Der exakte Mechanismus, welcher die Regulation der Oberfächenexpression des Kaliumkanals Kir2.1 beschreibt, ist bisher nicht abschließend aufgeklärt. In der vorliegenden Arbeit wird gezeigt, wie die Kir2.1-Oberflächenexpression gesteuert wird, indem der Kanal durch den Clathrin-abhängigen Endozytoseweg der Zelle geschleust wird und welche Signalsequenzen in Kir2.1 dabei eine Rolle spielen. Folgende Beobachtungen unterstützen diese Annahme. 1. Hämagglutinin-markierte Kir2.1-Kanäle werden zeitabhängig endozytiert. Dabei wurden 5 min nach Induzierung der Endozytose durch Temperaturerhöhung ca. 20 % der Antikörper-markierten Kanäle von der Zelloberfläche internalisiert und nach 30 min wurde ein Maximum erreicht. Dies deutet darauf hin, dass Kir2.1 konstitutiv endozytiert wird. 2. Die Koexpression der dominant-negativen Endozytosefaktoren Dynamin-K44A und AP180C erhöhte die Oberflächenexpression von Kir2.1 um 40 % bzw. 49 %. In COS-7 Zellen inhibierte AP180C die Internalisierung von Kir2.1 um 80 % verglichen mit der Kontrolle. Diese Beobachtungen zeigen, dass Kir2.1 Clathrin-abhängig endozytiert wird. 3. Sowohl in Xenopus Oozyten als auch in Säugerzellen führte die Mutation der Tyrosine Y242 und Y341 zu einer signifikanten Erhöhung der Kir2.1 Oberflächenexpression durch eine starke Verringerung der Endozytoserate.

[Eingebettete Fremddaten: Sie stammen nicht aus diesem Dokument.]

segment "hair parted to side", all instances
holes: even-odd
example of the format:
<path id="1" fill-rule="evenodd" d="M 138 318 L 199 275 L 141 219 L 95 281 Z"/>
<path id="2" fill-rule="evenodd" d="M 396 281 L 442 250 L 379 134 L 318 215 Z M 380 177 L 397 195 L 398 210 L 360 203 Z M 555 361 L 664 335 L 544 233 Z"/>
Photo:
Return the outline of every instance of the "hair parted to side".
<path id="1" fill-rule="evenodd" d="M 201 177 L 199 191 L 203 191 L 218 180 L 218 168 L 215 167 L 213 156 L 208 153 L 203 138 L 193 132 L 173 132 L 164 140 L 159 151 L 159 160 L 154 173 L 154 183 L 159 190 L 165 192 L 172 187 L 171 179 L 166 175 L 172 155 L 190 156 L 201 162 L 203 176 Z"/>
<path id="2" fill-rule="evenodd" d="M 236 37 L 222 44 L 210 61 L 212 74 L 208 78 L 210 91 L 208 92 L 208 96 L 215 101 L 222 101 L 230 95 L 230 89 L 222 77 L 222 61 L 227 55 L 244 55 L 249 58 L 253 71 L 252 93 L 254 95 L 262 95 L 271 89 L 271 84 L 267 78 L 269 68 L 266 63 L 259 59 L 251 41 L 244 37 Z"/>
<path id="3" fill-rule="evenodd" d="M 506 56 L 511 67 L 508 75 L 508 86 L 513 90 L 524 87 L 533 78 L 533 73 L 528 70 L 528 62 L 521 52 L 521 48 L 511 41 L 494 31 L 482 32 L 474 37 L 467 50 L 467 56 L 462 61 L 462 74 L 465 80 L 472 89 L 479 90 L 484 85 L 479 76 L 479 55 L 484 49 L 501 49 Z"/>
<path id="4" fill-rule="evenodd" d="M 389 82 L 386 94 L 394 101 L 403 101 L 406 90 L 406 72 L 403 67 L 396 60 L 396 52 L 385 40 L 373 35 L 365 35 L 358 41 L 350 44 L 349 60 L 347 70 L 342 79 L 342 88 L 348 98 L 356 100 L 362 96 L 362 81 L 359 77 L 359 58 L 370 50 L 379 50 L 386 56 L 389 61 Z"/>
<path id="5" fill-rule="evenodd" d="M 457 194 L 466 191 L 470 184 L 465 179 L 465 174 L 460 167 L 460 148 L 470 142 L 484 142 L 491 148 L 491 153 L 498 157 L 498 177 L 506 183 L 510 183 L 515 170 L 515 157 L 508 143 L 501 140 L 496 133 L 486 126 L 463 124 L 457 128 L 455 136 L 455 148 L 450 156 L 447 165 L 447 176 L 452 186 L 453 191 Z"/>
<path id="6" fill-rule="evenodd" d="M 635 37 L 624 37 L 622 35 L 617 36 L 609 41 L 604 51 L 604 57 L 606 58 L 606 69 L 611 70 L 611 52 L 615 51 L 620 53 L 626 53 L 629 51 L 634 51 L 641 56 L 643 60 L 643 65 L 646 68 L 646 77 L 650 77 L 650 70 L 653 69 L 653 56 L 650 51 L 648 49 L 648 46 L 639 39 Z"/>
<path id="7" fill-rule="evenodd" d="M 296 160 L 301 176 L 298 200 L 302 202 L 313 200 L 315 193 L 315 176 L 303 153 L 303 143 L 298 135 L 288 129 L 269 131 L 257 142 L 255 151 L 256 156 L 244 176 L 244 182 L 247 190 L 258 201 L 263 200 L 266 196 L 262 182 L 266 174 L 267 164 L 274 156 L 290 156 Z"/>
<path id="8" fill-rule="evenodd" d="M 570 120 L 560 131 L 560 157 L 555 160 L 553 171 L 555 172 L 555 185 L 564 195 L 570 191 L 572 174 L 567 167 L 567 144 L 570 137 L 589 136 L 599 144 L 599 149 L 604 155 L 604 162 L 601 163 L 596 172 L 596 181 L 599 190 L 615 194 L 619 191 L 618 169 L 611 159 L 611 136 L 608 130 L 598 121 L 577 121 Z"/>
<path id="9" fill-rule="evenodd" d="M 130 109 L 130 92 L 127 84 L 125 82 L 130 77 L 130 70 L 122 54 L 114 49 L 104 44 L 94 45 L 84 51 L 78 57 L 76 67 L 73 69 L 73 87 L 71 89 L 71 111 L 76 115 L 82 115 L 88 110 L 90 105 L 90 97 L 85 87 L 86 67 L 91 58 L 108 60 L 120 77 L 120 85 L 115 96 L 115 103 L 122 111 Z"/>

Beide Tyrosine bilden jeweils ein klassisches, Tyrosin-basiertes Endozytosemotiv, 242YIPL245 und 341YSRF344, im C-Terminus von Kir2.1. In dieser Arbeit wird gezeigt, dass beide Motive bei der Endozytose des Kanals eine wichtige Rolle spielen. 4. Lokalisationsanalysen von fluoreszenzmarkierten Kir2.1-Kanälen in lebenden Zellen zeigten eine klare Kolokalisation von Kir2.1 mit Markern für frühe (Rab5) und späte Endosome (Rab7) sowie Lysosome (LysoTracker), aber auch mit Markern für Recycling-Endosomen (Rab11). Dies verdeutlicht, dass Kir2.1 durch den endosmal-lysosomalen sowie den endosomalen-recycling Transportweg geschleust wird. 5. Die 3D-Struktur der zytosolischen Pore von Kir2.1 zeigt, dass die beiden Endozytosemotive, die in dieser Studie untersucht wurden, sich in räumlicher Nähe befinden. Da die Mutation von beiden Motiven einen ähnlichen Effekt auf die Oberflächenexpression hatte, wie die Mutation von einem der beiden Motive, liegt die Schlussfolgerung nahe, dass beide Motive eine Voraussetzung für die effiziente, konstitutive Endozytose von Kir2.1 sind.